The city manager shook his head sharply.

“No,” and his voice was firm. “We must move ahead on whatever basis is necessary to protect the lives of our citizens. Can you convince me that we can do that without following what appears to be a critical lead? No? Then I’m afraid that your Operation Centurion must take a subordinate position here.”

Santori looked around the table and found no allies. He raised his hands in a sign of reluctant acquiescence. “All right. The artwork is no longer off-limits, okay? We’ll provide whatever assistance we can—with the provision that you will protect our investigation in every possible way.”

He turned to Gil. “How do you intend to proceed?”

Gil looked at me.
Are you ready to handle this like an adult?
his eyes asked.

I took a deep breath. The desire to commit a felonious act on a federal officer had been strong, and the memory of it had not completely faded. But the intent was gone, at least for the moment. It was a sign, I hoped, of my late-developing maturity.

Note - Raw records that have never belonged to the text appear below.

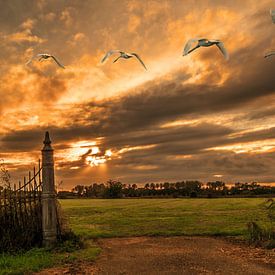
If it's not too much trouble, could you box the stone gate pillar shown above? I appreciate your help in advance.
[42,132,57,247]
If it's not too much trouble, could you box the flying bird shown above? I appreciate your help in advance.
[26,53,65,69]
[270,9,275,24]
[101,50,147,70]
[264,51,275,58]
[183,38,229,60]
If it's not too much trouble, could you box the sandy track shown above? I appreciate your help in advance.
[37,237,275,275]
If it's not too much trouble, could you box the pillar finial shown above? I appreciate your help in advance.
[43,131,52,150]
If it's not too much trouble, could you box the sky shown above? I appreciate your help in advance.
[0,0,275,189]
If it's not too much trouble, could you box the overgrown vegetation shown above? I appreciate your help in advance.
[61,180,275,198]
[247,199,275,248]
[60,198,269,238]
[0,241,100,275]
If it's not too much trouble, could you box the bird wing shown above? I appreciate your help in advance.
[183,38,199,55]
[51,55,65,69]
[270,9,275,24]
[131,53,147,70]
[101,50,122,63]
[216,42,229,60]
[25,54,39,66]
[264,51,275,58]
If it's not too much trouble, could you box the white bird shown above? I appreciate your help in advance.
[183,38,229,60]
[270,9,275,24]
[26,53,65,69]
[101,50,147,70]
[264,51,275,58]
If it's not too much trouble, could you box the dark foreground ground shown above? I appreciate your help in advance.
[39,237,275,275]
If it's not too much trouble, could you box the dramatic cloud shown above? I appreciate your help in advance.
[0,0,275,188]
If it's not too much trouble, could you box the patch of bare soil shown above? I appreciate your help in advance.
[36,237,275,275]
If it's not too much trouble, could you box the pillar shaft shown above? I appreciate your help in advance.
[42,132,57,247]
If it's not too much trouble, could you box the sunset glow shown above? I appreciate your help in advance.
[0,0,275,188]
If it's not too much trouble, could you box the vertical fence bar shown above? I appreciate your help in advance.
[42,132,57,247]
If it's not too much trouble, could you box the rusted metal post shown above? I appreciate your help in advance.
[42,132,57,247]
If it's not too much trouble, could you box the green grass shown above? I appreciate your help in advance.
[0,241,100,275]
[0,198,274,275]
[61,198,274,238]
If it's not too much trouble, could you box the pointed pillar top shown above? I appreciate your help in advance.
[43,131,52,150]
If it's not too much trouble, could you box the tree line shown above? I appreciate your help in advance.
[58,180,275,198]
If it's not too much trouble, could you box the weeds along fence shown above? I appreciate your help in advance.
[0,161,43,252]
[0,132,59,253]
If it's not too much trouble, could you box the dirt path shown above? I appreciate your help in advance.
[37,237,275,275]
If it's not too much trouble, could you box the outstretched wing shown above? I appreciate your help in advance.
[25,55,38,66]
[216,42,229,60]
[264,51,275,58]
[131,53,147,70]
[51,55,65,69]
[183,38,199,55]
[270,9,275,24]
[101,50,122,63]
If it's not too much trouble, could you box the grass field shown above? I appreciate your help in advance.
[61,198,272,238]
[0,198,274,274]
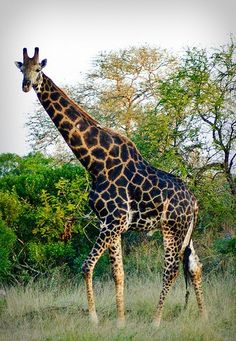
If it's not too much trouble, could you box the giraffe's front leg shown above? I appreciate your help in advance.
[82,218,127,324]
[109,236,125,328]
[82,229,109,324]
[153,236,179,327]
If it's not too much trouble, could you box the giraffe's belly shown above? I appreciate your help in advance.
[129,211,161,233]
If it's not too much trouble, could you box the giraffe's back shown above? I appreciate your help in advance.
[129,162,196,234]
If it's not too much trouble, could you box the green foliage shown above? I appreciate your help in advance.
[0,39,236,282]
[214,236,236,256]
[0,219,16,282]
[28,241,76,272]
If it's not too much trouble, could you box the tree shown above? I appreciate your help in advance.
[27,46,177,157]
[159,40,236,195]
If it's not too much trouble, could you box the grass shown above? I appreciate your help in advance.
[0,276,236,341]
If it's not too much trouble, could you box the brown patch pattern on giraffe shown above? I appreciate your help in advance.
[17,49,205,325]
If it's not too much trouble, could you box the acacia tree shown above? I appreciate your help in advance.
[171,40,236,195]
[28,39,236,195]
[27,46,177,157]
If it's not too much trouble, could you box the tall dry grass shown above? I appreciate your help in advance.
[0,276,236,341]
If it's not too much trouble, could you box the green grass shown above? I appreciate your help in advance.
[0,276,236,341]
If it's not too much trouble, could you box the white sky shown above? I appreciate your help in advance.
[0,0,236,155]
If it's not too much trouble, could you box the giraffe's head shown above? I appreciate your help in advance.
[15,47,47,92]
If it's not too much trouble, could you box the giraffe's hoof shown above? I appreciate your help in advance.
[116,318,125,329]
[89,312,98,326]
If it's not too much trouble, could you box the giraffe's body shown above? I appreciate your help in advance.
[17,49,204,325]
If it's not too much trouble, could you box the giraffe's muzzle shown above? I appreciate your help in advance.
[22,79,32,92]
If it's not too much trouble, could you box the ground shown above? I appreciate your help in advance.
[0,275,236,341]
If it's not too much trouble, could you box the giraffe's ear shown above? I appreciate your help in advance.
[40,59,47,69]
[15,62,23,70]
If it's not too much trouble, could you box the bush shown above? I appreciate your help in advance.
[0,219,16,283]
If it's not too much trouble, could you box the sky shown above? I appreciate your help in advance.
[0,0,236,155]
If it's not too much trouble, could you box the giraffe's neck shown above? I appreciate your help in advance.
[34,73,112,176]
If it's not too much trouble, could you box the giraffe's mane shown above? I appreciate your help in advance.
[43,73,99,125]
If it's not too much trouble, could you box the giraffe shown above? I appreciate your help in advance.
[15,47,205,326]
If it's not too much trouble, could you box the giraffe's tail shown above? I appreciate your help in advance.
[183,242,191,309]
[180,210,196,308]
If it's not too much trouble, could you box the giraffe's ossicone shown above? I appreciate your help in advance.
[16,48,205,325]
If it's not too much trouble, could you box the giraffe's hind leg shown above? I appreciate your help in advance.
[153,236,179,327]
[188,240,207,317]
[109,236,125,327]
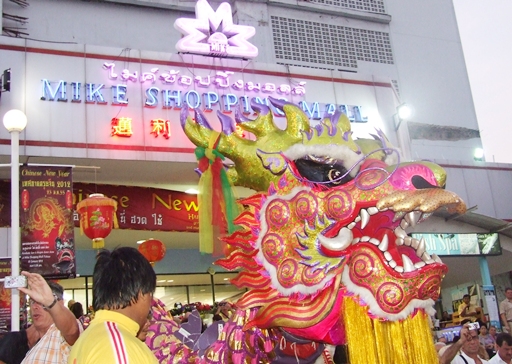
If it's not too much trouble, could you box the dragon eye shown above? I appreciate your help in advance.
[327,169,341,185]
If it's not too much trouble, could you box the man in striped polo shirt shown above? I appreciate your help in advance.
[68,247,158,364]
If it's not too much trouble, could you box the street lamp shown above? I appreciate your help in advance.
[3,109,27,331]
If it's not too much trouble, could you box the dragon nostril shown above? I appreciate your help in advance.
[411,175,439,190]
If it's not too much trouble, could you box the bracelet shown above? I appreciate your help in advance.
[42,293,59,311]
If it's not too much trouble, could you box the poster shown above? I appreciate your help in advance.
[20,166,76,279]
[482,285,501,327]
[411,233,501,256]
[0,258,11,333]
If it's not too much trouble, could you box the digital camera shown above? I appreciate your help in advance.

Still, when I twisted my head slightly, my neck popped audibly as the taut muscle flexed. I drew a deep breath before I spoke.

“To quote the late, lamented President Nixon, we’ll go the ‘limited hang-out route,’” I said, relieved to hear my voice sound normal.

“Gil and I will brief Bird and Posson. We’ll tell ‘em that stolen artwork may be the motive. But we keep it sketchy: one of several theories. I think maybe it’s best to keep Lichtman out of it.” I considered for a moment. “For now, at least. Let’s play it by ear. Until then, the information is attributed to an ‘unconfirmed-but-reliable’ source.”

“I don’t know much about art, let alone stolen artwork,” Gil said.

“Maybe we can help there,” Santori said. “Again, without tipping our interest in the Levinstein case itself.”

“You may have to help with a lot of the background information we need,” Gil replied. “The files I ask for from our esteemed police department seem to take a hell of a long time just to make it across the hall. And there’s been a few gaps in them that even
I
have picked up.”

“I can talk with Bob Nederlander,” Evans volunteered. “Perhaps a direct order to—”

“Frankly, I don’t know how productive that would be, Talmadge,” Cieloczki interrupted. “I don’t know how much I could trust the information he or his people might supply. Not while all this is unresolved.”